Et si le développement économique local passait par une monnaie alternative ?

Sur les 50 000 défaillances d'entreprises recensées en 2019, près d'un cinquième le sont à cause de défauts de paiement. Une problématique qui touche à la fois les TPE, PME et les ETI, souvent dépourvues d'outils qualifiés. Pour pallier ces arriérés, pourquoi ne pas utiliser une monnaie virtuelle par compensation de factures ?

A Lille, Jean Fauvet porte le projet de la monnaie alternative MLML.
A Lille, Jean Fauvet porte le projet de la monnaie alternative MLML.

Il y a plusieurs années, entreprises et collectivités de la MEL se sont regroupées pour relocaliser les achats et redonner plus de sens aux échanges économiques. En 2019, cela a donné naissance à MLML : "Monnaies locales métropole lilloise". Sous cet acronyme, une initiative autour de la création d'une monnaie interentreprise, portée par Jean Fauvet. Devenue une SCIC (société coopérative d'intérêt collectif), MLML est aujourd'hui hébergée au sein de l'incubateur FALC, à EuraTechnologies.

«Les entreprises qui créent de la valeur sont les micro-entrepreneurs, les TPE et les PME. Mais elles sont les plus fragiles sur leur trésorerie : celle des grandes entreprises est positive de 5 milliards d'euros alors que celle des PME et ETI est négative de 19 milliards. Il y a un vrai enjeu sur le délai de paiement car il ne faut que dix jours de retard pour provoquer une défaillance, et derrière c'est l'effet dominos...», explique Jean Fauvet, un ancien de chez Oney.

Créer une boucle vertueuse

En parallèle, une crise Covid, qui a montré l'importance de l'achat local et une envie toujours grandissante de mieux consommer. Pionnière dans le domaine des monnaies alternatives, la Suisse a d'ailleurs lancé, dès 1934, le WIR, un réseau de confiance devenu aujourd'hui une banque.

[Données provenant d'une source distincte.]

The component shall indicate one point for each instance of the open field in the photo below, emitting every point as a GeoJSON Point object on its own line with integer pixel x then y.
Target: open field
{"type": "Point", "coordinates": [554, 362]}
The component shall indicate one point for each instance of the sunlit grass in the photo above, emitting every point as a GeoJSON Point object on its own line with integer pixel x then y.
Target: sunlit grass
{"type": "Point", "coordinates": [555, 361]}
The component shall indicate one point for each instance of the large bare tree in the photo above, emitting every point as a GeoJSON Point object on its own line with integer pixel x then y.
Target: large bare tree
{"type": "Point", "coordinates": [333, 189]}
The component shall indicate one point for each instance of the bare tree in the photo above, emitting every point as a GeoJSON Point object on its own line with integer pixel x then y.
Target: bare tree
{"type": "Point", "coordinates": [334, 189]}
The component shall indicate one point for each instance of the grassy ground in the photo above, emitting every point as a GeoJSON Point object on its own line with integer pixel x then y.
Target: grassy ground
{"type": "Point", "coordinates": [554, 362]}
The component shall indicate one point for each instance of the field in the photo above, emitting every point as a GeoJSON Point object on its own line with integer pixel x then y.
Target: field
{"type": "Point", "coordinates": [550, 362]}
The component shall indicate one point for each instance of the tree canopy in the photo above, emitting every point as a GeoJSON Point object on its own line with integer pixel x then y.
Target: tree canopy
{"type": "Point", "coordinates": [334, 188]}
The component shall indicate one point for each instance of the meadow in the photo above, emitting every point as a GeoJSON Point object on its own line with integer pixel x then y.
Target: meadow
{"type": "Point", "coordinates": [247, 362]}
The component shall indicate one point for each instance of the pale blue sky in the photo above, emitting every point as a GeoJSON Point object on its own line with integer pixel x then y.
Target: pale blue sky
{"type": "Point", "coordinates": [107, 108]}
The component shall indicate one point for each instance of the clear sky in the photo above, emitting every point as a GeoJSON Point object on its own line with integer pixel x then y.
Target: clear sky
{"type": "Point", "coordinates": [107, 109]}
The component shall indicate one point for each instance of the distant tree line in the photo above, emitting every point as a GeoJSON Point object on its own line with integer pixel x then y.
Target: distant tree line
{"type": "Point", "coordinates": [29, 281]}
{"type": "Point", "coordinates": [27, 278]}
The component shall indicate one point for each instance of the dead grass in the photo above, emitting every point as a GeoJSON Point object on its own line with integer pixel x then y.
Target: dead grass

Mais c'est en Sardaigne que l'exemple est le plus parlant : le mécanisme du Sardex permet aux membres du réseau de régler leurs dettes avec les créances qu'ils détiennent vis-à-vis d'autres membres. La vitesse moyenne de circulation d'un Sardex serait de 12 échanges par an contre 1,5 pour l'euro et représenterait 0,5% du PIB sarde. Véritable source d'inspiration pour MLML, ces monnaies alternatives n'ont pour l'instant pas beaucoup émergé en France : «Il y a eu des initiatives mais dont le business model n'encourageait pas à l'échange», analyse Jean Fauvet.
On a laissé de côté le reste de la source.